Clintonomics and the art of giving money to people who haven’t worked for it

Op-ed views and opinions expressed are solely those of the author and do not necessarily represent the views of BizPac Review.

Some credible think tank needs to evaluate the way Hillary Clinton chooses decisions. Do her “solutions” spring from “progressive” thinking, or are there fatal flaws in her judgment?

Clinton’s answer to most every problem is more taxes. More government. Raiding the purses of the wealthy. Punishment or penalties for those who disagree. That’s how her mind works.

Here’s a case on point: Clinton wants an “exit tax” on businesses that move their headquarters to other countries. Instead of solving the real problem—a smothering U.S. tax code that forces many companies to move overseas—Clinton wants a penalty tax. In her lust for more tax money to fulfill her progressive schemes, it never occurs to her that she is pushing a sure-fire way to kill growth.

The United States has the highest corporate income tax of any developed nation on earth. Also, America taxes the world-wide income of our businesses at one of the highest rates in the world, after the corporation may have already paid taxes to the nation in which it is doing business. The U.S. tax code is an onerous incentive for U.S. firms to migrate to other countries.

Capital flees to where it is welcome. America’s oppressive tax mentality is why businesses are leaving. That, and the fact that for businesses to compete in the global markets while paying a 35% corporate income tax, they must reduce their costs. If companies don’t run a profit, their stocks became devalued. Disaster follows, as investors bail out. So, America’s high tax rate encourages revenue and cash to be kept offshore, meaning reduced revenue to the U.S. Treasury. Clinton wants to get her government claws on that cash.

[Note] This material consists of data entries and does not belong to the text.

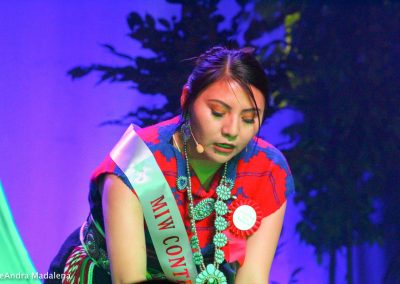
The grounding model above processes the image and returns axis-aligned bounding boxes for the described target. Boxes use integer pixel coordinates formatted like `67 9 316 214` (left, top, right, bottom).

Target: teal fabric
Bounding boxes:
0 183 41 284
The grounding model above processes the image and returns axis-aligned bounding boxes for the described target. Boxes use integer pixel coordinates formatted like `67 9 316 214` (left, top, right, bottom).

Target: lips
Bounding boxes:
214 143 235 154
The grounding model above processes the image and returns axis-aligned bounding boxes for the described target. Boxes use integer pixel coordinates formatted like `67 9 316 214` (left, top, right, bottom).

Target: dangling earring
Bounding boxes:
181 115 204 154
181 115 192 143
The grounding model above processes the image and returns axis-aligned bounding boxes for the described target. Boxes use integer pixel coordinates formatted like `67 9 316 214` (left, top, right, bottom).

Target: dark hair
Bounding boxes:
182 46 269 125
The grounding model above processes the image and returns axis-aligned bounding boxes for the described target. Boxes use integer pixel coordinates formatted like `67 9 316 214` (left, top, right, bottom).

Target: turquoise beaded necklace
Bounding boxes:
181 137 234 284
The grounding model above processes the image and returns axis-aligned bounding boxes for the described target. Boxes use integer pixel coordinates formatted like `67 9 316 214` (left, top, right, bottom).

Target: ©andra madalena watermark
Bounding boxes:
0 272 71 280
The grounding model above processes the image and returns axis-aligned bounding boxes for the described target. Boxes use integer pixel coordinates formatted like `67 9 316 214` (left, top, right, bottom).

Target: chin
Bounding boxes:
207 150 236 164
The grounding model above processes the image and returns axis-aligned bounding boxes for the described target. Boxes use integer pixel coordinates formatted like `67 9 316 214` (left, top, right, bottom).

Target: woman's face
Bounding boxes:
190 80 265 163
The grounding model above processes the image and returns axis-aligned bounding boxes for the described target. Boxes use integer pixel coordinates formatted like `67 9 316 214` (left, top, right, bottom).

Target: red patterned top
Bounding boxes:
89 117 294 283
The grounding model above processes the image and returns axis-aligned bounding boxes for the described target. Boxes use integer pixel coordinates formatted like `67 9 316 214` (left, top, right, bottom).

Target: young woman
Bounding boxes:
51 47 294 283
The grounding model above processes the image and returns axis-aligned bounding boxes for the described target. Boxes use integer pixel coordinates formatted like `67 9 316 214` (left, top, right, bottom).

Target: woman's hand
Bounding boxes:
102 175 146 283
235 202 286 284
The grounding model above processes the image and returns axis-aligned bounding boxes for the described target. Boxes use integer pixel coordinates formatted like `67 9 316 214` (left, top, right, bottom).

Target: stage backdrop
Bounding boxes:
0 0 381 283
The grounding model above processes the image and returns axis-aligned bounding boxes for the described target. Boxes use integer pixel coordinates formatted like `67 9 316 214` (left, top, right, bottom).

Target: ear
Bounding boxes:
181 85 189 108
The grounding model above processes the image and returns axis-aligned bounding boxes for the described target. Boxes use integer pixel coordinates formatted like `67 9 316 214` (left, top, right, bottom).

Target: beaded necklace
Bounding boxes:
177 141 234 284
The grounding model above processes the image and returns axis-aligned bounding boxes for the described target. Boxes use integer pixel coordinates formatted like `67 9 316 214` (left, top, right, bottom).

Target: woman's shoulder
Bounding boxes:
239 137 290 174
135 116 180 146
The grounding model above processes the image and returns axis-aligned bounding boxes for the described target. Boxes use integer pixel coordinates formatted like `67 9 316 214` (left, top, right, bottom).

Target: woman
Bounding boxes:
51 47 293 283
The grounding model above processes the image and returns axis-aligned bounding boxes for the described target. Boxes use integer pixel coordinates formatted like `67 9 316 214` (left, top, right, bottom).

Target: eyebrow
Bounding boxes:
208 99 261 113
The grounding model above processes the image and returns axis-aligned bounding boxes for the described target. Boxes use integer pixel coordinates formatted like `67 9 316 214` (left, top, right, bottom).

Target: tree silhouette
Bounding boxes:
68 0 294 125
280 1 400 283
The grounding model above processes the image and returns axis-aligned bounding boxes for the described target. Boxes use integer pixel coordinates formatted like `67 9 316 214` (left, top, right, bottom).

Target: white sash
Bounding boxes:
110 125 197 283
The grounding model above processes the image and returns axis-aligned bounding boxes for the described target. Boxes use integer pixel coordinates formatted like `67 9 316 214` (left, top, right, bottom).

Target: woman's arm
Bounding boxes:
102 175 146 283
235 202 286 284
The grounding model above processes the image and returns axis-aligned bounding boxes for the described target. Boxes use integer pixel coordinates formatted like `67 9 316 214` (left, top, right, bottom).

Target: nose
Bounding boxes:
222 116 240 141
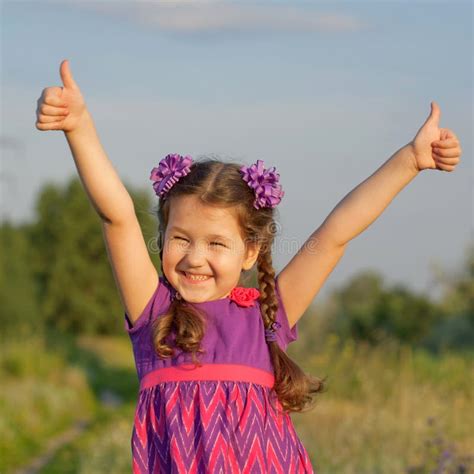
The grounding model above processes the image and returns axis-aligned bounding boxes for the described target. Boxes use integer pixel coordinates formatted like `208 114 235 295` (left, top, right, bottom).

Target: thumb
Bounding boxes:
424 100 441 128
59 59 79 89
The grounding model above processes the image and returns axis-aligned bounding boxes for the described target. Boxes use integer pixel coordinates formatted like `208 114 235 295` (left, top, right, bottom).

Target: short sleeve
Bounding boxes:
275 278 298 349
124 276 171 334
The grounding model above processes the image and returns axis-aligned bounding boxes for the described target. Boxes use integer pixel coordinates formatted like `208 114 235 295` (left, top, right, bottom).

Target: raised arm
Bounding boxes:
36 60 158 323
277 102 461 327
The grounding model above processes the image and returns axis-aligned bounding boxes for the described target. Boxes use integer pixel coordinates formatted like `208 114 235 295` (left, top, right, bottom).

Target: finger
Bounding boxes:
436 162 456 171
43 93 68 107
38 114 64 123
434 155 459 165
423 100 441 130
441 128 457 140
431 138 459 148
40 104 69 115
59 59 79 89
433 147 461 158
35 122 63 131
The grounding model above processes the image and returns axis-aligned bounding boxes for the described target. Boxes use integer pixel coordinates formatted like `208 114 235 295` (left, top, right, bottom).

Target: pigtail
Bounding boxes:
257 247 325 412
152 231 206 366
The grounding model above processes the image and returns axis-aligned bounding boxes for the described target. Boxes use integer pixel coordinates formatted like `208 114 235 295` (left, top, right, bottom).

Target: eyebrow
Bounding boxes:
170 225 232 242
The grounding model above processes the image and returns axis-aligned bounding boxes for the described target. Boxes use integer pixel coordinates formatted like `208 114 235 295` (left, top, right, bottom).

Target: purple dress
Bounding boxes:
125 277 314 474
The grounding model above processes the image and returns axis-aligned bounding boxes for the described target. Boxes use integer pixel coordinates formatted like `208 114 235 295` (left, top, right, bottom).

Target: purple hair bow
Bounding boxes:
150 153 193 197
240 160 285 209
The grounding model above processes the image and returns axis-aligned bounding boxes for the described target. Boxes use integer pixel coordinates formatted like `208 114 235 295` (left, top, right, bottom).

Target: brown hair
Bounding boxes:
153 158 325 412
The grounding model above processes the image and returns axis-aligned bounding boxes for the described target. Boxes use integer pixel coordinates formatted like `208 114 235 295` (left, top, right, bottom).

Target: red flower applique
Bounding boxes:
229 286 260 308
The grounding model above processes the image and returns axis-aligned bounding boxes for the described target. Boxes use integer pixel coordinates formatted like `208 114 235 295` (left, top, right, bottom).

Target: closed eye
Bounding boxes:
174 236 227 247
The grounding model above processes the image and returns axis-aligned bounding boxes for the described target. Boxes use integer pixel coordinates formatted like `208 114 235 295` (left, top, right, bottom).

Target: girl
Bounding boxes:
36 60 461 473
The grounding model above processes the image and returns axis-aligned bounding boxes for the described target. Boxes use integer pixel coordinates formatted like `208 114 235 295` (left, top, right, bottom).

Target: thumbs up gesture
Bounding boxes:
35 59 87 132
410 101 462 171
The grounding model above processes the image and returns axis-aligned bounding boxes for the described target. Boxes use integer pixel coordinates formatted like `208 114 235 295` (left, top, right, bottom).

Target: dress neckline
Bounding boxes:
165 280 260 307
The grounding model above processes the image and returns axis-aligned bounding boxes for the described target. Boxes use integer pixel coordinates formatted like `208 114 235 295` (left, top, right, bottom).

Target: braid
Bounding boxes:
257 239 325 412
257 248 278 329
152 231 206 365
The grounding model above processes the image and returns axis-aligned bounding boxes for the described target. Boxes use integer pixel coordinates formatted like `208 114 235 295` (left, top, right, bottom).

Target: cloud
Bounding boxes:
65 0 366 34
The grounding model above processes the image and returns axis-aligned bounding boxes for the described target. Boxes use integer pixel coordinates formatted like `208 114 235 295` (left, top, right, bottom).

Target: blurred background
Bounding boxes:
0 0 474 474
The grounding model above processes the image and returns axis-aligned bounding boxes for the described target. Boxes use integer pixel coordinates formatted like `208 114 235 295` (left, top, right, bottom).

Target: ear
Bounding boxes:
242 243 261 270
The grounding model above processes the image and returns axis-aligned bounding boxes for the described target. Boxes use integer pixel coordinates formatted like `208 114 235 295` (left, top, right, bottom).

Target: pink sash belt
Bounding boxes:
140 364 275 391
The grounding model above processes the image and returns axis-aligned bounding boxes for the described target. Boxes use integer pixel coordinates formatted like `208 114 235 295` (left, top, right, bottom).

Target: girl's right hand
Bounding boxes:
35 59 87 132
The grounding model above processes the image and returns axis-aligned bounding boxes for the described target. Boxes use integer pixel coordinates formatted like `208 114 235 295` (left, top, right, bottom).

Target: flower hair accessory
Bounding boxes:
150 153 193 198
229 286 260 308
240 160 285 209
265 321 281 342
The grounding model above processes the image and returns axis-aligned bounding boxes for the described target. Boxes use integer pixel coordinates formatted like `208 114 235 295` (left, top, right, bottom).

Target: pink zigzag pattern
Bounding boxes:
132 381 314 474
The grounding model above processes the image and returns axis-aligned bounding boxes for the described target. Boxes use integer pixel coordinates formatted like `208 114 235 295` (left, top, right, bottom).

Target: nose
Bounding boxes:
183 243 206 267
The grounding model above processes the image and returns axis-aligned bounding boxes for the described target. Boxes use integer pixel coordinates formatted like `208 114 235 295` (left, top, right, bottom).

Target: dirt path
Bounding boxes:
14 420 90 474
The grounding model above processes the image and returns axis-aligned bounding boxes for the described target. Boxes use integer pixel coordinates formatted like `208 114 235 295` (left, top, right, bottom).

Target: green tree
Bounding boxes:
0 221 42 338
29 177 159 334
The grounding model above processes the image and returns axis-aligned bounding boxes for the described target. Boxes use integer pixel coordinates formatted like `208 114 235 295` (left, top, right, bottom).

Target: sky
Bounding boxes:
0 0 474 304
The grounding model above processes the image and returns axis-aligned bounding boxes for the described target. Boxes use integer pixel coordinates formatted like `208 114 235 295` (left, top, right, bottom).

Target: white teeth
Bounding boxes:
186 273 210 281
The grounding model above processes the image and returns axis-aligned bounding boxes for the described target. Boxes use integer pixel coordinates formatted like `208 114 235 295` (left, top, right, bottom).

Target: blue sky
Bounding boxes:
0 0 473 302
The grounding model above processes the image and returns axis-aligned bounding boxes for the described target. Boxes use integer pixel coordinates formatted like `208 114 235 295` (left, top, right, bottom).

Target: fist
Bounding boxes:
410 101 462 171
35 59 87 132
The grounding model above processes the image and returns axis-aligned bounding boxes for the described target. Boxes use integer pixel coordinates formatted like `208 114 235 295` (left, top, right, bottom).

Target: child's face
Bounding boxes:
162 196 258 303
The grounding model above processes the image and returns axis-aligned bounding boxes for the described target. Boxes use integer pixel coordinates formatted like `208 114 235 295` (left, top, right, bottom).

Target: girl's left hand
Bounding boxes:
410 101 462 171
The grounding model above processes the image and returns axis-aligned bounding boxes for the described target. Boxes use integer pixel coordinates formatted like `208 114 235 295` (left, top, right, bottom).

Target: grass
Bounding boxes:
0 330 474 474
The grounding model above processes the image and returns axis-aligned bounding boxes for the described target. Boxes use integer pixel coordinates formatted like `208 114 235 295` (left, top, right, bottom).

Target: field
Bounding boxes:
0 330 474 474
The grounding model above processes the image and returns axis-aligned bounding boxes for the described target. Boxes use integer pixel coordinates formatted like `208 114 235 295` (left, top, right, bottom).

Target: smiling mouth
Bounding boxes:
181 272 212 283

She should be calling for a plan that makes it desirable for companies to bring their profits home. But Clinton isn’t really interested in solving this problem of corporate inversions. No, she needs a target; her approach to this and several other economic problems is based on her strategy to 1) maximize the political power of progressives, and 2) spin disingenuous tall tales that appeal to her voting base.

A high corporate tax rate gives Clinton and her ilk of politicians additional power. The bonus is she gets to paint businesses that move operations abroad as evil profit-mongers, and their CEOs as bonus-hungry vultures. She never mentions that confiscating company earnings to pay Hillary-taxes will mean unemployment or lower wages for workers, lower dividend income for retirees and Americans who are shareholders, and low-grade growth caused by reduced reinvestment of profits back into the business. And Clinton no doubt smiles at the notion that unemployed former employees will be reliant on government handouts, therefore more persuaded to vote for progressive politicians. She relishes the thought that corporate earnings can be morphed into government taxes that promote “social justice”, a system that gives a share of what someone else has worked for to a person who hasn’t worked for it, as Thomas Sowell would say.

Let’s call Clinton what she is: a cunning politician bent on maximizing her own political power, and faking anger to craft a superficial narrative to grab more votes.